Working in Israel



Israel's unemployment rate is 4.30%, a fairly manageable figure compared with most of the post-crises world. However, expats looking for employment opportunities will need to note that the country is going through a period of turmoil, which has led to societal unrest.

After shifting its attention from agriculture to technology, Israel finally made its reputation as one of the most promising countries on earth. This year, it boasted an estimated total (Nominal) Gross Domestic Product of USD 327.630 billion which is the 35th largest in the world. This country is also one of the most promising international competitors in terms of innovation, applied sciences and technology. Israel boasts a globally competitive workforce whereas nearly fifth of its 8.1 million population has a degree of some kind. Expats who have decided to work in this country should come prepared since they are about to face a cut throat competition among fellow applicants.

"You have to be extremely organized with your paperwork and make sure you tick all the boxes. There is a lack of consistency in Israel, it’s really down to the luck of who you speak to in the Ministry of Interior."- Abigail Nurser, Expat in Israel

Israel’s Top Job Providers

Israel’s labour force is primarily engaged in services and high-tech industries. Most of the largest employers, excluding the public sector, are in finance and tourism. The increasing number of technology start-ups boosts the demand for bank financing and venture capital. The Middle Eastern nation has one of the world’s highest quotas of tech start-ups on a per capita basis. Tourism is also a sought-after sector to work for in Israel. The sector, which employs 8% of the total labour force, is projected to contribute $22.1 billion to the economy by 2020.
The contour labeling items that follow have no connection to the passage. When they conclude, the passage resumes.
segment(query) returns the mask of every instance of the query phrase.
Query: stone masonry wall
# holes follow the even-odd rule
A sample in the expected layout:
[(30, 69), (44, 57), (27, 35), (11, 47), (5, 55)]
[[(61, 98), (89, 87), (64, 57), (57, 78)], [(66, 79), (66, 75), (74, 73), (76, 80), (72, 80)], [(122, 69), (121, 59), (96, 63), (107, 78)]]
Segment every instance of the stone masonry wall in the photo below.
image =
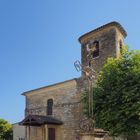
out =
[(27, 94), (26, 115), (47, 115), (47, 100), (53, 99), (53, 116), (64, 122), (60, 126), (63, 140), (74, 140), (79, 132), (78, 121), (82, 115), (80, 93), (77, 89), (77, 82), (74, 80), (55, 89), (44, 89), (40, 93)]

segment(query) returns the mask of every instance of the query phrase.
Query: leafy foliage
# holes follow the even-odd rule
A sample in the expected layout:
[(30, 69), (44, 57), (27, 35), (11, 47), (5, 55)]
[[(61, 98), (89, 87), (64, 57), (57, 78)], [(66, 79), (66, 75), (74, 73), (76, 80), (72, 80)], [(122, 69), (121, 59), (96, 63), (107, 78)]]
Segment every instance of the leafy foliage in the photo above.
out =
[(12, 126), (4, 119), (0, 119), (0, 140), (12, 138)]
[(113, 136), (140, 132), (139, 51), (125, 48), (120, 58), (109, 58), (93, 92), (96, 127)]

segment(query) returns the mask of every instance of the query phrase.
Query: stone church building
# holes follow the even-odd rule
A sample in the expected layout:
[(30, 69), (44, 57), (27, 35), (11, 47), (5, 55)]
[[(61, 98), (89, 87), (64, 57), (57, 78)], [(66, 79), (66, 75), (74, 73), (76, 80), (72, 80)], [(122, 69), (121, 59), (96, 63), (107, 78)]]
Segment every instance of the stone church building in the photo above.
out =
[[(82, 69), (90, 66), (101, 70), (108, 57), (118, 57), (126, 31), (118, 22), (111, 22), (79, 38)], [(88, 47), (94, 46), (91, 61)], [(94, 76), (94, 75), (93, 75)], [(26, 140), (111, 140), (102, 129), (89, 129), (83, 115), (81, 95), (87, 86), (85, 71), (80, 78), (24, 92)], [(93, 82), (94, 83), (94, 82)]]

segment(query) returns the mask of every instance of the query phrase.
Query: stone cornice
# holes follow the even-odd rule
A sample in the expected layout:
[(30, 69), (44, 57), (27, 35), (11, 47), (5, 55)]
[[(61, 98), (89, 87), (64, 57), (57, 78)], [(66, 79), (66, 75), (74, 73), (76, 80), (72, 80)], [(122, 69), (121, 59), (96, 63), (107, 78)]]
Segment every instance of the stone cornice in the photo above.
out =
[(110, 23), (108, 23), (108, 24), (105, 24), (105, 25), (103, 25), (103, 26), (101, 26), (101, 27), (99, 27), (99, 28), (96, 28), (96, 29), (94, 29), (94, 30), (92, 30), (92, 31), (90, 31), (90, 32), (88, 32), (88, 33), (82, 35), (81, 37), (79, 37), (78, 40), (79, 40), (80, 43), (82, 43), (82, 40), (84, 40), (84, 38), (87, 38), (87, 36), (90, 36), (91, 34), (96, 34), (96, 33), (98, 33), (99, 31), (102, 31), (102, 30), (107, 29), (107, 28), (110, 28), (110, 27), (116, 27), (116, 28), (122, 33), (122, 35), (123, 35), (124, 37), (127, 36), (127, 32), (126, 32), (125, 29), (121, 26), (121, 24), (118, 23), (118, 22), (116, 22), (116, 21), (113, 21), (113, 22), (110, 22)]

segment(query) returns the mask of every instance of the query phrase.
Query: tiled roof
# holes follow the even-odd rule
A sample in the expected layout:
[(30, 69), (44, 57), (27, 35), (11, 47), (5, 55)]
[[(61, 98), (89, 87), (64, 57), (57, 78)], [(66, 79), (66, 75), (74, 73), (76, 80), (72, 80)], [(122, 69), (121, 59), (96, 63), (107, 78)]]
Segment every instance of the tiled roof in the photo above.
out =
[(102, 30), (102, 29), (104, 29), (106, 27), (110, 27), (110, 26), (116, 26), (120, 30), (120, 32), (123, 34), (124, 37), (127, 36), (127, 32), (124, 30), (124, 28), (122, 27), (122, 25), (120, 23), (116, 22), (116, 21), (113, 21), (113, 22), (110, 22), (108, 24), (105, 24), (105, 25), (103, 25), (103, 26), (101, 26), (99, 28), (96, 28), (96, 29), (94, 29), (94, 30), (92, 30), (92, 31), (90, 31), (90, 32), (88, 32), (88, 33), (80, 36), (79, 37), (79, 42), (81, 42), (81, 39), (83, 37), (85, 37), (85, 36), (87, 36), (87, 35), (89, 35), (89, 34), (91, 34), (93, 32), (98, 32), (98, 31), (100, 31), (100, 30)]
Each year, thousands of international students and workers apply for jobs in Israel’s high-tech companies. MATAM, the largest business and Technology Park in the country, offers jobs to over 8,000 skilled workers in telecommunications, data storage, cyber security and nanotechnology. Some of the global companies that operate in MATAM include IBM, Intel, Microsoft, Google and Philips. Other tech parks have been established in Israel in recent years, and more are in the pipeline.

Expat workers are offered working opportunities in other sectors. Israel’s academic institutions and research universities are in the market for top-notch lecturers and research staff. Hospitals are also hiring thousands of medical and admin staff for English-speaking positions. English-speakers, natives or not, are also in demand in large industrial corporations including Haifa Chemicals, The Israel Electric Company and Dead Sea Works.

Average Salary and Working Hours

The current monthly minimum wage in Israel is ILS 5,000 or USD 1,380. Generally speaking, salaries in this country are lower than in North American and European countries. Wages usually vary depending on the expatriate’s job category as well as educational and professional qualifications. For example, doctors, lawyers, computer engineers and business managers receive the highest median salary in Israel which ranges from ILS 70,000-160,000 or USD 19,300-44,100 annually.

The regular working day in Israel starts from 8:30 am until 6 pm. An average work week, on the other hand, is composed of 43 hours and usually starts on Sunday morning until Friday noon. Most offices and establishments are closed on Friday afternoons until sundown on Saturday in observance of the Shabbat or the Jewish Holy Day. Employees in this country are also entitled to 36 hours of consecutive rest per week and one to three weeks of paid vacation annually.

The Israeli Work Culture

Dress code in Israel, particularly in Tel Aviv, is more informal compared to what expats usually wear in Europe or in North America. However, employees are usually required to dress up during a formal business meeting and women are advised to avoid wearing clothes that show too much skin especially near religious areas. English is widely used in the corporate world but expats will soon notice that most internal transactions or businesses are conducted in Hebrew.

Handshake is the most common greeting in the Israeli work environment but expats in this country must be aware that religious associates do not shake the hands of the opposite sex. Meetings in this country are quite spontaneous and the locals do not pay too much attention in ‘strict punctuality’. They have the tendency to arrive around 25-20 minutes after the scheduled appointment and still don’t consider it late. Expats should also take note that interruptions are quite common in Israel. One can multi-task or take a phone call in the middle of an important meeting without being considered as impolite or rude.